O romance tem como personagem central Eugênio Fontes, com seus conflitos, contradições e, sobretudo, transformações. Trata-se de um médico, profundamente pessimista, infeliz e complexado, com múltiplos e complexos conflitos, dilemas interiores, contatos sociais e vicissitudes. Ele é casado com Eunice, mulher rica, mas fútil (e inútil), com a qual vive um arremedo de casamento. Tem uma filha, Anamaria, na qual deposita imensas esperanças, mas teme que se torne cópia fiel da esposa.

O grande amor de Eugênio, todavia, não é a pessoa com que se casou. É Olívia, colega de trabalho, jovem estudante da Faculdade de Medicina de Porto Alegre, que sustenta enorme batalha para custear os estudos. O romance pode ser dividido em duas partes, antes e depois da transformação interior de Eugênio que, de um sujeito desanimado e vazio, ferozmente materialista, muda sua postura e se transforma (posto que lentamente) como água e vinho, num idealista. Não vou, óbvio, resumir o enredo, até para não tirar o prazer da descoberta de quem ainda não leu o romance, mas que se dispuser a fazê-lo.

Peço, apenas, licença para reproduzir este trecho de “Olhai os lírios do campo”, do capítulo 19, página 223 (da edição que tenho em mãos), parágrafo 5, em que o autor, através de Eugênio Fontes, trata de como deveria ser uma congregação de pacifistas (na época, a Segunda Guerra Mundial ainda não havia começado, mas já se esboçava, com acontecimentos que findariam por desembocar no conflito.
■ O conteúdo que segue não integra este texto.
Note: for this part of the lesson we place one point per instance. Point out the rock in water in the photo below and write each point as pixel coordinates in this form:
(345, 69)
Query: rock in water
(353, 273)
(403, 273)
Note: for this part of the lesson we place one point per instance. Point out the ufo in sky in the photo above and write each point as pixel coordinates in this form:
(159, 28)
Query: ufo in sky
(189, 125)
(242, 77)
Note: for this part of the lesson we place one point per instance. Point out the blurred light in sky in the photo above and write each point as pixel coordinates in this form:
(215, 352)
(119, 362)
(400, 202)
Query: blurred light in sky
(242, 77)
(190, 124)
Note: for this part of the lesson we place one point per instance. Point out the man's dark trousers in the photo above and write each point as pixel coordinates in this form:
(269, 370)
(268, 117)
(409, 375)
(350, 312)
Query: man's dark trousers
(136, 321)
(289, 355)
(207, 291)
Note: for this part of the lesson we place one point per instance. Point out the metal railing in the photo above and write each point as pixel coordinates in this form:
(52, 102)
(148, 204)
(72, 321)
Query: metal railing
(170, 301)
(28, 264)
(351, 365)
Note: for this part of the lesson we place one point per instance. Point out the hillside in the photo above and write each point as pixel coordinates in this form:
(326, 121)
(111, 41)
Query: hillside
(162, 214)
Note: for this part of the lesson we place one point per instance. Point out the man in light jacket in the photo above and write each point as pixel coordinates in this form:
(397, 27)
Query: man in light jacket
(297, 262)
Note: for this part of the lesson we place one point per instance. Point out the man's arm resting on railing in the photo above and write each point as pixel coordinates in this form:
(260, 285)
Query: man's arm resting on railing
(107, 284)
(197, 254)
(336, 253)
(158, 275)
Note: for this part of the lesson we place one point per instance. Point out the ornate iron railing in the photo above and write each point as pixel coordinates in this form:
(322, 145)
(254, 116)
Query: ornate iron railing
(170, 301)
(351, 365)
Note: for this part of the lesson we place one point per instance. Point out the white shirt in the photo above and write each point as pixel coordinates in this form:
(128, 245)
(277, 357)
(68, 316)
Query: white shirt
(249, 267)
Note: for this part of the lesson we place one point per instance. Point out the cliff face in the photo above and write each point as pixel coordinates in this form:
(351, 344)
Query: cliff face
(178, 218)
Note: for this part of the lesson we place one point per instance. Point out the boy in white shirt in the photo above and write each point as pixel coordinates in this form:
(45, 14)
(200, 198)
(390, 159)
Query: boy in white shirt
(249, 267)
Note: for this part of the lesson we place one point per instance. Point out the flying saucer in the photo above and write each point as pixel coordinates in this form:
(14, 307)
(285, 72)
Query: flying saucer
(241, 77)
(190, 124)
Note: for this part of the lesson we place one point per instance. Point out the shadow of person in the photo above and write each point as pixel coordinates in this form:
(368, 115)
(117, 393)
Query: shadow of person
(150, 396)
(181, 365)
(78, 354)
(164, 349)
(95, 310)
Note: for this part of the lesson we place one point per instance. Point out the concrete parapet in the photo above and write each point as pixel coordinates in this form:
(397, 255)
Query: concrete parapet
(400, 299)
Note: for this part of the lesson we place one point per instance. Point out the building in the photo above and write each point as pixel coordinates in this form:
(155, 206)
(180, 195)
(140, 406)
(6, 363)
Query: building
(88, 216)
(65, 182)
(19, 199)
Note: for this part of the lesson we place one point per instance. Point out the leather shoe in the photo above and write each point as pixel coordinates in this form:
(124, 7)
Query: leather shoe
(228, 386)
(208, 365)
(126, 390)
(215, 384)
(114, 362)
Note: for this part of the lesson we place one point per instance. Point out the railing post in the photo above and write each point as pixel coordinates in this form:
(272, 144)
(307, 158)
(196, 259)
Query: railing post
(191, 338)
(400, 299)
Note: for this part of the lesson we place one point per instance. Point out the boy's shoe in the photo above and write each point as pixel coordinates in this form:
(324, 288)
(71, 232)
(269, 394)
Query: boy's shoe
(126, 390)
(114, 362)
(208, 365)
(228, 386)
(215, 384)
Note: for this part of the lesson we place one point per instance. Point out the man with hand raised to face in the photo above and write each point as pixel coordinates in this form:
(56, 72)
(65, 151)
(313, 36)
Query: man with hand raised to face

Érico escreve, a propósito: “Congregar os homens de boa vontade partidários do pacifismo e determinar a cada um a sua tarefa, tendo em vista que todos, desde o artesão mais humilde até o intelectual mais reputado, podem prestar serviços à causa dentro do raio da sua atividade. Devem-se usar as armas do amor e da persuasão. Fugir sempre a toda e qualquer violência, mas saber opor à violência uma coragem serena. Mobilizar todas as forças morais e utilizá-las na guerra à guerra e aos outros males sociais. Fazer que homens de espírito são, desinteressados e lúcidos subam aos postos de governo e fiquem senhores da situação. Educar as crianças, procurando dar-lhes desde o jardim da infância uma consciência social. Procurar influir em todos os meios de publicidade moderna: literatura, cinema, teatro, imprensa, rádio, fazendo o boicote de tudo quanto é mau e vicioso. Não esquecer que o exemplo individual é uma poderosa arma de propaganda. Estar disposto ao sacrifício e nunca fugir à luta. Encher o país de escolas, hospitais e dispensários. Conseguir aos poucos a socialização da medicina”.

Querem anseios e necessidades mais atuais do que esses? É como se estas palavras houvessem sido escritas ontem, ou até mesmo hoje pela manhã, voltadas, portanto, para os nossos tempos, tão sombrios e incertos, tão pertinentes e atuais que elas soam.